A 2019 Chinese NLP competition solution that still pipelines along
A TensorFlow/BERT pipeline for schema-constrained entity and relation extraction, built for a 2019 Baidu competition and left as a reproducible artifact.

What it does
This is a two-stage pipeline for extracting subject-predicate-object triples from Chinese text. First, a multi-label BERT classifier guesses which relations a sentence might contain. Then a sequence-labeling BERT model finds the actual entity spans for those relations. The output is structured triples like (entity1, relation, entity2) that must obey a predefined schema — e.g., only a “图书作品” can be the subject of an “作者” relation.
The interesting bit The pipeline mirrors the architecture used by the winning team in the 2019 competition (89.3% F1), yet the README is admirably blunt about its own limits: training can be parallel, but inference must be strictly sequential.

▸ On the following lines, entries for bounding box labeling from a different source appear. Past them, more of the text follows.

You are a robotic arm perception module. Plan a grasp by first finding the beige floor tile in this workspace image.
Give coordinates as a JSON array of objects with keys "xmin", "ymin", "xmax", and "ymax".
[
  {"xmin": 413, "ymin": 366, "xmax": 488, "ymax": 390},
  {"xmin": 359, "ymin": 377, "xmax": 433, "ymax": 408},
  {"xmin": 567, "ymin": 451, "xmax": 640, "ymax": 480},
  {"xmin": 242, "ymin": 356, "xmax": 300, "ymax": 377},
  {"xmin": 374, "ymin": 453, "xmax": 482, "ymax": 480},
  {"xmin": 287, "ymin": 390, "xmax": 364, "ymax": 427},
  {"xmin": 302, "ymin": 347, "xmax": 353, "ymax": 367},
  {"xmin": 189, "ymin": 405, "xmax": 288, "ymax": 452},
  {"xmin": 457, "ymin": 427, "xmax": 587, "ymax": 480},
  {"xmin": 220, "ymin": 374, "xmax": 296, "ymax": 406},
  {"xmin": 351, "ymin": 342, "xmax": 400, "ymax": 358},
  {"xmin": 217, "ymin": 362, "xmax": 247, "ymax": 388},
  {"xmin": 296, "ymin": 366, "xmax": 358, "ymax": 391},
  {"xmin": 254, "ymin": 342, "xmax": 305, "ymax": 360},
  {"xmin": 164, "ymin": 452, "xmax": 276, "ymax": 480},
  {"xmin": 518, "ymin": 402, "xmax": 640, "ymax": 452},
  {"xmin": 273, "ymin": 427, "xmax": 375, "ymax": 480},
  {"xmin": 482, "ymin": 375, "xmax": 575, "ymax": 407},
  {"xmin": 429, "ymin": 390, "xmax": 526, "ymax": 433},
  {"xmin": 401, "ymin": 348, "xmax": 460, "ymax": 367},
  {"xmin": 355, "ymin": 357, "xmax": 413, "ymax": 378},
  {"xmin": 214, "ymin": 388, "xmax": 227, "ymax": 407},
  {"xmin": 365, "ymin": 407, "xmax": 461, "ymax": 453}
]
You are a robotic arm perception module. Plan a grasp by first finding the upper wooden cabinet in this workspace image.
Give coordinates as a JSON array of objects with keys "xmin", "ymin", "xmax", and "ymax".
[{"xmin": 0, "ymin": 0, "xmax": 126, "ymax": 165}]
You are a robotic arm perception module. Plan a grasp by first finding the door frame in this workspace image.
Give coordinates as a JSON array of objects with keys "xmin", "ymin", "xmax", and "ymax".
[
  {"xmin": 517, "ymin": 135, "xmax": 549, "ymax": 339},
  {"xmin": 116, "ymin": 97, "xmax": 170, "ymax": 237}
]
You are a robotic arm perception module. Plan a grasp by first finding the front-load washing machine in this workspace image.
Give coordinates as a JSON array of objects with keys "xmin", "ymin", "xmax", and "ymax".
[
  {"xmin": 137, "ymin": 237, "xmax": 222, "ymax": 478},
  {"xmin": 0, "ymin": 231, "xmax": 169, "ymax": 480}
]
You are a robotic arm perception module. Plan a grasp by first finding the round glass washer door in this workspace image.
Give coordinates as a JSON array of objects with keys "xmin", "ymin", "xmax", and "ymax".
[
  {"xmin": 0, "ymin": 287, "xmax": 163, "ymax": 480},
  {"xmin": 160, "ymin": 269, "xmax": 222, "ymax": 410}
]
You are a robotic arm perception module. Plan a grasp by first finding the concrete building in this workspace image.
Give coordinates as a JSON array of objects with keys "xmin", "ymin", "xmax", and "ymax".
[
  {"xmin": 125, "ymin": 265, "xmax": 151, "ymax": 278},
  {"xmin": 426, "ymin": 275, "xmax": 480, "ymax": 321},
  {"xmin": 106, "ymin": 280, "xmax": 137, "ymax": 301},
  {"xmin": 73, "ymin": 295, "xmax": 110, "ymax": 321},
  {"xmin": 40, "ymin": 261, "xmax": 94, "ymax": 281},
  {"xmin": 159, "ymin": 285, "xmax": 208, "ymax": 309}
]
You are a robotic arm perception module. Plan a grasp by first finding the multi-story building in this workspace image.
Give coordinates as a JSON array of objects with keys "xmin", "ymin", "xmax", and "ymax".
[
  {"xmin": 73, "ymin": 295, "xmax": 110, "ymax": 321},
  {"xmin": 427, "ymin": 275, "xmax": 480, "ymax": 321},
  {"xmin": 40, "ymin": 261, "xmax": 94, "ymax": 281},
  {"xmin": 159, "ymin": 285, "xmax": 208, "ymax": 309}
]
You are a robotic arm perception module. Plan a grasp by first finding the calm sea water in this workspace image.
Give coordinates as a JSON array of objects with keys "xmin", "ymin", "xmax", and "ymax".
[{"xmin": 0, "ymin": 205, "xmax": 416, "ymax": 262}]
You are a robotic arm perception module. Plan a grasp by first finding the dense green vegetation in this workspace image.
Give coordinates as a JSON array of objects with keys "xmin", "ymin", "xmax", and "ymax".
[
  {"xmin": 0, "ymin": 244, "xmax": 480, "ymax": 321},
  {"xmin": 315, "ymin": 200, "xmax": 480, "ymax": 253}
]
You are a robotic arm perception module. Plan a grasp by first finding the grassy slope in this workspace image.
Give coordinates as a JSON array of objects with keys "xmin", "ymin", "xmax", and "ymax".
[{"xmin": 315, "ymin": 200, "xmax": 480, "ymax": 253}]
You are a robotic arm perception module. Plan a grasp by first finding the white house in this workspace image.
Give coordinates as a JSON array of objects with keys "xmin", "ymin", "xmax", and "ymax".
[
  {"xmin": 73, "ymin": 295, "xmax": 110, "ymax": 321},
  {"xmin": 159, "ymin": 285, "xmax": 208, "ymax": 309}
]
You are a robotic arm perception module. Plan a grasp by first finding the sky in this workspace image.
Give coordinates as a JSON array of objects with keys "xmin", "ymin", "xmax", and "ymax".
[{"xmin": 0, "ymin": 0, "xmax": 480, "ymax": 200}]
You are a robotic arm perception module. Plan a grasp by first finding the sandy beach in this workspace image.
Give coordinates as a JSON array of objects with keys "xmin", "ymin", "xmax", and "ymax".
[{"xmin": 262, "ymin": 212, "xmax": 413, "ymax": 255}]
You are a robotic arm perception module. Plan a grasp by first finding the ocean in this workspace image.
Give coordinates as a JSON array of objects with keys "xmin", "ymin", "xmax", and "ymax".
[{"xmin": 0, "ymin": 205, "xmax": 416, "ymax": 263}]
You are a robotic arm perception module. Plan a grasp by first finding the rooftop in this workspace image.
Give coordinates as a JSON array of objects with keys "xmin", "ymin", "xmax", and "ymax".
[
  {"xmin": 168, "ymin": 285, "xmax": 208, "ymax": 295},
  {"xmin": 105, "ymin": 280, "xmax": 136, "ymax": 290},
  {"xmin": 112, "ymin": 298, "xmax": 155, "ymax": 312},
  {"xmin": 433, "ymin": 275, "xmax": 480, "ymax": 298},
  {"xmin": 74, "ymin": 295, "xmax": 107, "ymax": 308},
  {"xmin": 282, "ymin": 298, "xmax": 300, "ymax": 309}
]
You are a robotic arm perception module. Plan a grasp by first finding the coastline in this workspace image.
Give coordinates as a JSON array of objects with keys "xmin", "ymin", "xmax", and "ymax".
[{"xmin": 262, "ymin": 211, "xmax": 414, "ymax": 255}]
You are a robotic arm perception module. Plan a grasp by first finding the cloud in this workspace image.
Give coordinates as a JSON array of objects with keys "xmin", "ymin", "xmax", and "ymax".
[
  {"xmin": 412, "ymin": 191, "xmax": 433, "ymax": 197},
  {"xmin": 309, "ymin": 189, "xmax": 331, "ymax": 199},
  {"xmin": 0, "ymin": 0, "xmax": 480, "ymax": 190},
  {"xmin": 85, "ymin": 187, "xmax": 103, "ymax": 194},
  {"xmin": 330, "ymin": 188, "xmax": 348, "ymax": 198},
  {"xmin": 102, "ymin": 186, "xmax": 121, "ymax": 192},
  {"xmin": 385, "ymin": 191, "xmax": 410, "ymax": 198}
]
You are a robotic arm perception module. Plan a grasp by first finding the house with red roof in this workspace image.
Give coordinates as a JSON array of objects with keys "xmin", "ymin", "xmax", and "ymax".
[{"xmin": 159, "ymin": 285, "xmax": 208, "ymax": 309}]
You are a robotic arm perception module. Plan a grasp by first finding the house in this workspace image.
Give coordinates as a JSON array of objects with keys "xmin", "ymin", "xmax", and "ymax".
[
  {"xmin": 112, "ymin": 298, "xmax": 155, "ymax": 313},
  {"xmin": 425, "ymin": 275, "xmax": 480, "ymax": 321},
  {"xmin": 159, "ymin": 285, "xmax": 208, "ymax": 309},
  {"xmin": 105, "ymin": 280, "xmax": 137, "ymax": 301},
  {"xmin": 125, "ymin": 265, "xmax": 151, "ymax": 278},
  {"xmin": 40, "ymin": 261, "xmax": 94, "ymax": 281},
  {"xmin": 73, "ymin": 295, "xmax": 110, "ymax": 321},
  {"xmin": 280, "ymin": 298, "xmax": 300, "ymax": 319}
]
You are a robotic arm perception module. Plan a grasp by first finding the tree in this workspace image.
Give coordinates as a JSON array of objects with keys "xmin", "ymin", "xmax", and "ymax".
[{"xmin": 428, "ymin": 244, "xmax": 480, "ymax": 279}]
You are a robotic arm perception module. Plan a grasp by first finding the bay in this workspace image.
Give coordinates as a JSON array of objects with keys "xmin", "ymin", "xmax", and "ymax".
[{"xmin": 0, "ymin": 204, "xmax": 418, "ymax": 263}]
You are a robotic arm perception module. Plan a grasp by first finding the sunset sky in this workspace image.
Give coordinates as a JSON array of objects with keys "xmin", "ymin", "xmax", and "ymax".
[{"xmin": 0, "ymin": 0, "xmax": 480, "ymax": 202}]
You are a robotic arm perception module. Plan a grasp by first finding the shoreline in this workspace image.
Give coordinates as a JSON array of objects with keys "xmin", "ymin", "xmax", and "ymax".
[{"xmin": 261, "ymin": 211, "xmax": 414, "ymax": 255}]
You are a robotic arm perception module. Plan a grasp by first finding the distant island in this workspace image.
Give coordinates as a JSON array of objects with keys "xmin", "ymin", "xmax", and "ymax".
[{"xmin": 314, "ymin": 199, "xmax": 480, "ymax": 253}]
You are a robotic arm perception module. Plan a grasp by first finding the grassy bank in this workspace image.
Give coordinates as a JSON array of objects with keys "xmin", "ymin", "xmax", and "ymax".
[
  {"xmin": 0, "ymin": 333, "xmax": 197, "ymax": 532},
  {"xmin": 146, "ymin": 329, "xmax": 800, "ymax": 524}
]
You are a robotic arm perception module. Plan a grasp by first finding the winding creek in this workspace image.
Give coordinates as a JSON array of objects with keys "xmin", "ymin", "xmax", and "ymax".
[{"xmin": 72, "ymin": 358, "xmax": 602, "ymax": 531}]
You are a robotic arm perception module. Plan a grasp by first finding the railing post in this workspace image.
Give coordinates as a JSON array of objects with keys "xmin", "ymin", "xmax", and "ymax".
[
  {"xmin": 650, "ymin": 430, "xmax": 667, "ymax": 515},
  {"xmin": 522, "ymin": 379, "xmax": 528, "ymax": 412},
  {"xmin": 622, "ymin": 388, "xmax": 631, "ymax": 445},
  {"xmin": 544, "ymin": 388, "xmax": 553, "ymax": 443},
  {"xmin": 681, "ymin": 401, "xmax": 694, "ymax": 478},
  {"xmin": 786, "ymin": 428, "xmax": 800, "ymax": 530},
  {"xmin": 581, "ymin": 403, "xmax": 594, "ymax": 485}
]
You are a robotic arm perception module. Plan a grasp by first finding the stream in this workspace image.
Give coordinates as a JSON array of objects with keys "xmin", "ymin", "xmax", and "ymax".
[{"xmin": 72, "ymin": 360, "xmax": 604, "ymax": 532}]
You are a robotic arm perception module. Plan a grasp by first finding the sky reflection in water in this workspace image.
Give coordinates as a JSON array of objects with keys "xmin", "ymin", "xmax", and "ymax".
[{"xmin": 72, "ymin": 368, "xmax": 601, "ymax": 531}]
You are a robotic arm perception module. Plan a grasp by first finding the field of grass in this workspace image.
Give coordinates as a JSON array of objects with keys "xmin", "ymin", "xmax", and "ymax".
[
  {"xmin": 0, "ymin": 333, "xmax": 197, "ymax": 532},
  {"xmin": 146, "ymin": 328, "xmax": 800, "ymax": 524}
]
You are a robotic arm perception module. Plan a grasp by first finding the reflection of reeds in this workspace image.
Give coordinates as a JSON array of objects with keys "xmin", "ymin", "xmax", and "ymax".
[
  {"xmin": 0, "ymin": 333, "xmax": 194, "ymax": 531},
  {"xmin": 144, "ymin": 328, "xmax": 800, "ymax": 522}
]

The schema constraint is the real task master — the model isn’t free-associating relations, it’s slot-filling against 50 predefined templates.
Key highlights
- Built on TensorFlow 1.12+ and Chinese BERT-base, with the usual BERT hyperparameters (2e-5 LR, 128 seq length)
- Targets the SKE dataset: 430K triples, 210K sentences, 50 schemas drawn from Baidu Baike and feed text
- Published results top out around 79.7% F1 — solid but not championship-grade
- Includes data prep scripts, evaluation utilities, and a direct link to the winning team’s report for comparison
- README is bilingual and notably honest about data availability (“There is no longer a raw data download”)
Caveats
- Requires TensorFlow 1.x, which is now firmly in maintenance territory
- Raw competition data is no longer officially available; contact the author directly if you want to reproduce
- Inference is explicitly sequential, not end-to-end — you run classification, convert outputs, then run labeling
Verdict Worth studying if you’re building schema-constrained Chinese IE systems or need a concrete BERT pipeline reference from the pre-transformers-as-platforms era. Skip it if you need modern PyTorch, multilingual support, or an actively maintained codebase.